More CEOs and boards are willing to pull the trigger on transactions that have been contemplated for a while, with a view that financing conditions are at their peak and unlikely to improve, said Marc-Anthony Hourihan, co-head of Americas M&A at UBS AG.
Risk-taking has been generally rewarded by investors, at a time when low cost of capital means buyers can obtain immediate boosts to their earnings from those deals.
Nearly 70 per cent of announcements of US acquisitions worth $1 billion or more in the first half were followed by gains in the stock prices of the buyers, up from 60 per cent in the same period last year and compared with a seven-year average of 55 per cent, Thomson Reuters data showed.
“In the early stages of an M&A wave, the returns to acquirers tend to be positive, but as the M&A wave matures, the returns turn negative as people get overconfident,” said Bob Bruner, dean of the University of Virginia’s Darden Graduate School of Business Administration. “It would seem that we are still at the early stage of the wave.”
With stock markets at record-high levels, the average premium buyers paid over target companies’ four-week stock prices was 24.8 per cent so far this year, down from 28.1 per cent in the same period last year and 30.3 per cent in 2012. But on an earnings before interest, tax, depreciation and amortisation (Ebitda) basis, valuations climbed.
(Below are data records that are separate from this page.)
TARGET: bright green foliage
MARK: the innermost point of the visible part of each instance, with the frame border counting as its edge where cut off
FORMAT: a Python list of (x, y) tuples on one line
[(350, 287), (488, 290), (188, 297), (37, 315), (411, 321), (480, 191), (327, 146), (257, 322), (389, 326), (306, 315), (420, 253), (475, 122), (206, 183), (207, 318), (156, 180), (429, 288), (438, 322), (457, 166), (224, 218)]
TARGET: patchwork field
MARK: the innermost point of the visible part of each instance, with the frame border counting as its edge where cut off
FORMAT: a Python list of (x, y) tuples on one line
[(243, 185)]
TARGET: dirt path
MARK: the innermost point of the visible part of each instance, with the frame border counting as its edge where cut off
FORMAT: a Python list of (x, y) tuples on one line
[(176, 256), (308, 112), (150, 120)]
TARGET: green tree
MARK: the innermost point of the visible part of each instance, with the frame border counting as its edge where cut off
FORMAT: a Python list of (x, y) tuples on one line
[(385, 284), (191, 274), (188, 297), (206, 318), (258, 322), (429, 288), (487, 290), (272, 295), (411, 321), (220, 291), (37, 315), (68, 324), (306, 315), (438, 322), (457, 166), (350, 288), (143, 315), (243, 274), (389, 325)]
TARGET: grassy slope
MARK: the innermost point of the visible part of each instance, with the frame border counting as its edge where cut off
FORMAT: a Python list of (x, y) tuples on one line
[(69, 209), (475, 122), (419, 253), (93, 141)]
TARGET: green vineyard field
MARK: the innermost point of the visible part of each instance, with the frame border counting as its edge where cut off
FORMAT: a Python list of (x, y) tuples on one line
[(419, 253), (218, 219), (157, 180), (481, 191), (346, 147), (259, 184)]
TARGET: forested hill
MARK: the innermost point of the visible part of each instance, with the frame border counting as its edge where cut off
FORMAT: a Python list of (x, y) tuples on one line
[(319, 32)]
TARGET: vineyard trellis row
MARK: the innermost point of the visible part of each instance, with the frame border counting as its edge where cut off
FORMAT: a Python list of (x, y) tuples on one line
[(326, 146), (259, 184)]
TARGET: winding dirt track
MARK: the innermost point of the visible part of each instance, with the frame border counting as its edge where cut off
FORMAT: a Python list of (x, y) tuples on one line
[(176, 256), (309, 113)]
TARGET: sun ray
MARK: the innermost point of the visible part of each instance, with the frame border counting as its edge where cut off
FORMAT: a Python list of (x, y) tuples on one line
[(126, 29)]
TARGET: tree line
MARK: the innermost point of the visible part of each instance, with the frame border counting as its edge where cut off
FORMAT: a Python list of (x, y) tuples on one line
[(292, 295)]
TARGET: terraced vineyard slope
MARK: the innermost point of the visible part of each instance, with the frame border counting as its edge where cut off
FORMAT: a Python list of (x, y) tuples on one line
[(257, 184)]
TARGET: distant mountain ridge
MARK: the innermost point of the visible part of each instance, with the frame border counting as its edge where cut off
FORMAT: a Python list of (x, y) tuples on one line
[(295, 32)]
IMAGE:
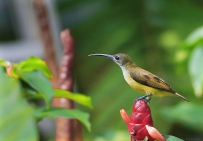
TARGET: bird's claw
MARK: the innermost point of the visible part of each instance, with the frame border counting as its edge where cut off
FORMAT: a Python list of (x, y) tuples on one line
[(146, 98)]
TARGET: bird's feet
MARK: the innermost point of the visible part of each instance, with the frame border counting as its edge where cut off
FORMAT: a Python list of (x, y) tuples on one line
[(146, 98)]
Buyers on average paid targets 13 times Ebitda in the first-half of the year, compared with 11.8 times in the same period last year. That was the highest level since 2008, according to Thomson Reuters data.
“On an (earnings per share) accretion basis, nearly every deal looks great. However, on a return-on-invested-capital basis, values appear pretty high,” Goldman Sachs’ Lemkau said.
“Many boards are being forced to think about whether their traditional return on invested capital thresholds remain appropriate in an environment where the cost of capital is so low,” he added.
The red-hot equity markets and rising deal valuations have forced buyout firms to the sidelines, with private equity-backed leveraged buyouts declining 9 per cent to $120.3 billion so far this year, representing 7 per cent of the M&A market. Private equity firms, however, took advantage of the M&A boom to sell more of their companies for top-dollar amounts.
“It’s a great debt market but the issue for private equity is that it has inability to do highly levered transactions, compared to the leverage levels in 2006 and 2007, given the federal limitations,” UBS’s Hourihan said.
Goldman Sachs was the top M&A adviser worldwide, with $623 billion worth of deals so far this year. Morgan Stanley, Bank of America Merrill Lynch, Citigroup Inc and JPMorgan Chase & Co rounded out the top five.